To be sure, it's a joke. Mostly trying to joke at the expense of these excessively complicated variable names (that are only there because it's pseudocode) :)

And yeah, the chinese tone in practice does not align with the idea of "down a little up a lot" either. It depends on context...

link

guipsp 352 days ago

What a "basic character set" is depends on locale

link

qsort 352 days ago

https://en.cppreference.com/w/c/language/charset.html

link

account42 352 days ago

Anything except US-ASCII in source code outside comments and string constants should be a syntax error.

link

guipsp 352 days ago

You are aware other languages exist? Some of which don't even use the Latin script?

link

nottorp 352 days ago

Dunno about the OP but I'm very aware as I'm not an english speaker.

I still don't want anything as unpredictable as Unicode in my code. How many different encodings will display as the same variable name and how is the compiler supposed to decide?
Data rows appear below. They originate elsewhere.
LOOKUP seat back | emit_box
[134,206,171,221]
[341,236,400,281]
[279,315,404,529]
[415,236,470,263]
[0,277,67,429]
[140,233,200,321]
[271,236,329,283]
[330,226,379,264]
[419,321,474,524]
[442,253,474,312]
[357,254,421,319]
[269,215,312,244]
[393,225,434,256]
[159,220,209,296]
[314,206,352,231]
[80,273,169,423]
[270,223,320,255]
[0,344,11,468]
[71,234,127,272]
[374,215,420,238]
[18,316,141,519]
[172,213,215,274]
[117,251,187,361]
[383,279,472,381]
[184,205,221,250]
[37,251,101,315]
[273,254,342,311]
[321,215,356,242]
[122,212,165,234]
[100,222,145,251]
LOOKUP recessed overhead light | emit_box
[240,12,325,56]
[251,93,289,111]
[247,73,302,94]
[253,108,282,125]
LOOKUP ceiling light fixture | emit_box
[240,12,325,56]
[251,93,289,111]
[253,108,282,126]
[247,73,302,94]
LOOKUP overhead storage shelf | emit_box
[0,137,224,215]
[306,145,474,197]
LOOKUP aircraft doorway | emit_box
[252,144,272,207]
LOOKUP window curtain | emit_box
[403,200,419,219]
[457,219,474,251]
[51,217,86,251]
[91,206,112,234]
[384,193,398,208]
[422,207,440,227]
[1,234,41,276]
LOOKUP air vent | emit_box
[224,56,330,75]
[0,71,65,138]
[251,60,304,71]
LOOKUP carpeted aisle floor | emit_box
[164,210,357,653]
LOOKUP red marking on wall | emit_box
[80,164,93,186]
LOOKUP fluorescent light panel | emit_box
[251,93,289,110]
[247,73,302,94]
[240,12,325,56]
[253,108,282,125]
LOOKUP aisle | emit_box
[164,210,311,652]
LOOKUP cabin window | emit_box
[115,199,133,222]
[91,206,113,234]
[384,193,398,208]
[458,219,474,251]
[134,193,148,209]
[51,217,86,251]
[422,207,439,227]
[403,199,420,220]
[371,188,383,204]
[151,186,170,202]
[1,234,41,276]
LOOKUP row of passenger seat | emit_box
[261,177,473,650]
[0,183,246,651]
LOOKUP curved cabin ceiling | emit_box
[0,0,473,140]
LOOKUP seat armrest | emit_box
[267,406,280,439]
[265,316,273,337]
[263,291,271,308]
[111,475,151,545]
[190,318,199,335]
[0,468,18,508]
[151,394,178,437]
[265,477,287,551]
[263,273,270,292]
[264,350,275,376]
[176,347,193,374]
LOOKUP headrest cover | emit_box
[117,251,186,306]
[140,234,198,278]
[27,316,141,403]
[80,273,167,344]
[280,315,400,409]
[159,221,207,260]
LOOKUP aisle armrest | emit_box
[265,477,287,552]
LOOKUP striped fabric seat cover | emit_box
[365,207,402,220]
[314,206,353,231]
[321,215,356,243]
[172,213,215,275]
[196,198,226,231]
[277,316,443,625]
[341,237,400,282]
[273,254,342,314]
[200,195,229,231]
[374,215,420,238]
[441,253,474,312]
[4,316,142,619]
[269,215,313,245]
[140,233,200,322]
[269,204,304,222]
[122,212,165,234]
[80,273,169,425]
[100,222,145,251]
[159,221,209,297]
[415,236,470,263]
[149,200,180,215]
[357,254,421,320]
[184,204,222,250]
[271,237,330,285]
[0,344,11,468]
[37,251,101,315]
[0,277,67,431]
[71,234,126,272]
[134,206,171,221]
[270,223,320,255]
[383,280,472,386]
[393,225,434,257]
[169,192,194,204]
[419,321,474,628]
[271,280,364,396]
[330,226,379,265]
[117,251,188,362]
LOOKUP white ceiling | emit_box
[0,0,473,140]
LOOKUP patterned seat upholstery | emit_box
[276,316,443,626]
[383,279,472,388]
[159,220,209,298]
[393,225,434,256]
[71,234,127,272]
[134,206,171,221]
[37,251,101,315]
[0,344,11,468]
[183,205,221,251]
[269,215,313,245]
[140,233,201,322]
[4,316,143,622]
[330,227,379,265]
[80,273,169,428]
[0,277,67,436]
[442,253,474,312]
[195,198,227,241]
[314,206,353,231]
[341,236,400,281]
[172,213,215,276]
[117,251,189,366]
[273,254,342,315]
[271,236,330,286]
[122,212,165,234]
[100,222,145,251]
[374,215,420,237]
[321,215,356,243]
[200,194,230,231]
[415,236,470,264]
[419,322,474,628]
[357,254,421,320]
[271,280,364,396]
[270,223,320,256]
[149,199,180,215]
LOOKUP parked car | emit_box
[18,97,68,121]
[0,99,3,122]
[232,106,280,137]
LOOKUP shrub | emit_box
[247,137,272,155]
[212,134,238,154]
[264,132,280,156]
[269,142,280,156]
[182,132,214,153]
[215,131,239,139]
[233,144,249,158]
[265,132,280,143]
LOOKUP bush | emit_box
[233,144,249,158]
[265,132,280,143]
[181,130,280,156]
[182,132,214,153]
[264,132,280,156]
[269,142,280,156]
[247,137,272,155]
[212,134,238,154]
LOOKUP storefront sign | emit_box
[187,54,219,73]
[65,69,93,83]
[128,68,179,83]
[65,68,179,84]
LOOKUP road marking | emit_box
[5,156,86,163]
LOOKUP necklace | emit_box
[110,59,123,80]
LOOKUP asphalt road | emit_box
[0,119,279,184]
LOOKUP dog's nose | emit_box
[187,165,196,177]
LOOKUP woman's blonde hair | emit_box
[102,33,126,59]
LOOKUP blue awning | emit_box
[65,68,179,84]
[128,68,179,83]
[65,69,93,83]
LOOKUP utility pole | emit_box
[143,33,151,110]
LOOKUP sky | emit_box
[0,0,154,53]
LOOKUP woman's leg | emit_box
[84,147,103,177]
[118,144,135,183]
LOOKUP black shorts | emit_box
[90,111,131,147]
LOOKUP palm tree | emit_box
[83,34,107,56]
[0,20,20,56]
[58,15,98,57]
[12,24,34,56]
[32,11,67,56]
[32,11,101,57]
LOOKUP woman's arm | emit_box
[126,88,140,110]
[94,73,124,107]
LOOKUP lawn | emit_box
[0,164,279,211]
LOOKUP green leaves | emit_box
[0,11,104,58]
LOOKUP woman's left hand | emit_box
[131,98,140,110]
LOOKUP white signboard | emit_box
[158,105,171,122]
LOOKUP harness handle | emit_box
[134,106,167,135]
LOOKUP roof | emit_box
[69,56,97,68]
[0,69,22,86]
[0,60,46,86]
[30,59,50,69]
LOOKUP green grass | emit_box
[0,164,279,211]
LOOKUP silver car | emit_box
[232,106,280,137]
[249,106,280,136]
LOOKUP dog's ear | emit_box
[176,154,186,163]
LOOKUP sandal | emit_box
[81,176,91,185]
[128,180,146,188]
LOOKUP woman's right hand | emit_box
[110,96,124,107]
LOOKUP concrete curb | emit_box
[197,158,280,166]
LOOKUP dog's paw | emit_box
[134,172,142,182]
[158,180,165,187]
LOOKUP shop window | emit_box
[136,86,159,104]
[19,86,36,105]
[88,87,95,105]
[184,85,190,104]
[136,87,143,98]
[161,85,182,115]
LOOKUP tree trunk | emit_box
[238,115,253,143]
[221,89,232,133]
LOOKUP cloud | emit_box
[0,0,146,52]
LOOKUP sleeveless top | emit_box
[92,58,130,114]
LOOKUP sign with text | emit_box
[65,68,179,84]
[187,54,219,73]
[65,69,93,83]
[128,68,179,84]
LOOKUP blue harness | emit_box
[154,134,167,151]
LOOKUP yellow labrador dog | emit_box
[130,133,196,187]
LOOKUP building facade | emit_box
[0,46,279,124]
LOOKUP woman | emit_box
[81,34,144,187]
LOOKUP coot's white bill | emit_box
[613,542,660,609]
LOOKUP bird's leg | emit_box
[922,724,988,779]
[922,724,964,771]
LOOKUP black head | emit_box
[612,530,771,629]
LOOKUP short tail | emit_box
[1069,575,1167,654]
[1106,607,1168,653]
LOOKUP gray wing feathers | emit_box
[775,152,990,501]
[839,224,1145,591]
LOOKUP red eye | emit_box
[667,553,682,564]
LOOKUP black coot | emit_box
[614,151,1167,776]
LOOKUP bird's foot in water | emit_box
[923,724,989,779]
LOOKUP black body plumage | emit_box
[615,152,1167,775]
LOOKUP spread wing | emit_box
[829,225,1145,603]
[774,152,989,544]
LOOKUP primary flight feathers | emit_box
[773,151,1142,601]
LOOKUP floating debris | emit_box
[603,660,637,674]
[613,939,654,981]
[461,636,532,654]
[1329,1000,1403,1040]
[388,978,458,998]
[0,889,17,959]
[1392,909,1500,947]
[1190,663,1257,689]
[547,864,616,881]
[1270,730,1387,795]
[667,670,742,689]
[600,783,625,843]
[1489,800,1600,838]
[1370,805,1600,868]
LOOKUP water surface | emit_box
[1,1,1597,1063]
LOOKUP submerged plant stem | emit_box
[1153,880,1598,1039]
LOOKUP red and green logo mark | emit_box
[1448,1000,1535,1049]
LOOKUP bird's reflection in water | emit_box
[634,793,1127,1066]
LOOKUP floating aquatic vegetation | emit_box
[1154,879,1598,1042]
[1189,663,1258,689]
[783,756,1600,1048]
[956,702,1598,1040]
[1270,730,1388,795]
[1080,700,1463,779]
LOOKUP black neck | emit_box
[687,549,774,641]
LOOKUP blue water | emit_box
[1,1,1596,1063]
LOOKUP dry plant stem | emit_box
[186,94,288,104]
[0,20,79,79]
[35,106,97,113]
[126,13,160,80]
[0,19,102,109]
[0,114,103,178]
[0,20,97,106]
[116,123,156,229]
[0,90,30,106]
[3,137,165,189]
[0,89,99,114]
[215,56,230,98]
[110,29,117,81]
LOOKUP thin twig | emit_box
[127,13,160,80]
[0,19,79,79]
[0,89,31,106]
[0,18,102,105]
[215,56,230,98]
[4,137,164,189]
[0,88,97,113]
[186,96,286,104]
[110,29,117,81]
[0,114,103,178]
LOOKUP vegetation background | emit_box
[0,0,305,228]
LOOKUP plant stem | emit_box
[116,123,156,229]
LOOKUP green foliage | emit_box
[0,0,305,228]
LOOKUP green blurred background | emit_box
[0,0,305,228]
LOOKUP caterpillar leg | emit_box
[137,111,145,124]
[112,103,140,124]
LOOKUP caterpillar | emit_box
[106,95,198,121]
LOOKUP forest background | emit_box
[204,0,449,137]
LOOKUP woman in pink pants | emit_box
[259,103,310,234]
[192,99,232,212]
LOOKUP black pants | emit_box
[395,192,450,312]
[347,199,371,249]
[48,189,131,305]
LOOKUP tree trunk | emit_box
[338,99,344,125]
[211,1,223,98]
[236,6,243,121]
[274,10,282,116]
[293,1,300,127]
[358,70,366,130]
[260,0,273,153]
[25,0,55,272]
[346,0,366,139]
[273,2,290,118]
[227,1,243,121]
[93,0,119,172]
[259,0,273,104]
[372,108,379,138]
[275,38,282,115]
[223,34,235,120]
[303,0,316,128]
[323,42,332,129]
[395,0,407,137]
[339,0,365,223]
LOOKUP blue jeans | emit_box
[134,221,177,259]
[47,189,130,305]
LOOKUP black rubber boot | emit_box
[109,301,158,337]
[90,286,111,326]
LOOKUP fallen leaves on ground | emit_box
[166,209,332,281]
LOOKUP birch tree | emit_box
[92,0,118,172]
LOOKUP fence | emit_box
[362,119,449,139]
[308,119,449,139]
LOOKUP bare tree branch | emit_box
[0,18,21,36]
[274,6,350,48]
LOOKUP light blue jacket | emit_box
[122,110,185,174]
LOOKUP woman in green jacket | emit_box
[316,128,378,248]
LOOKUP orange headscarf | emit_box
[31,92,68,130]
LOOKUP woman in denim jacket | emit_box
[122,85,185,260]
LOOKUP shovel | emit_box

If you're thinking of comments and user facing strings, the OP already excluded those.

link

cryptonector 351 days ago

The language and compiler & linker should reject Zalgo in identifiers, and they should reject confusable script mixes in identifiers, but otherwise they treat all equivalent strings as equivalent. To make it easier on the linker compilers should normalize all symbols to one common form (e.g., NFC).

link

account42 351 days ago

And those are not programming languages, or at least not the C programming language which only needs a very limited character set.

link

steveklabnik 351 days ago

C does allow for limited unicode in identifiers, though you need to use the \u prefix and write the code out. Compilers like clang let it work like C++ and follow TR31, though this is nonstandard.

link

Y_Y 352 days ago

What; like APL‽

link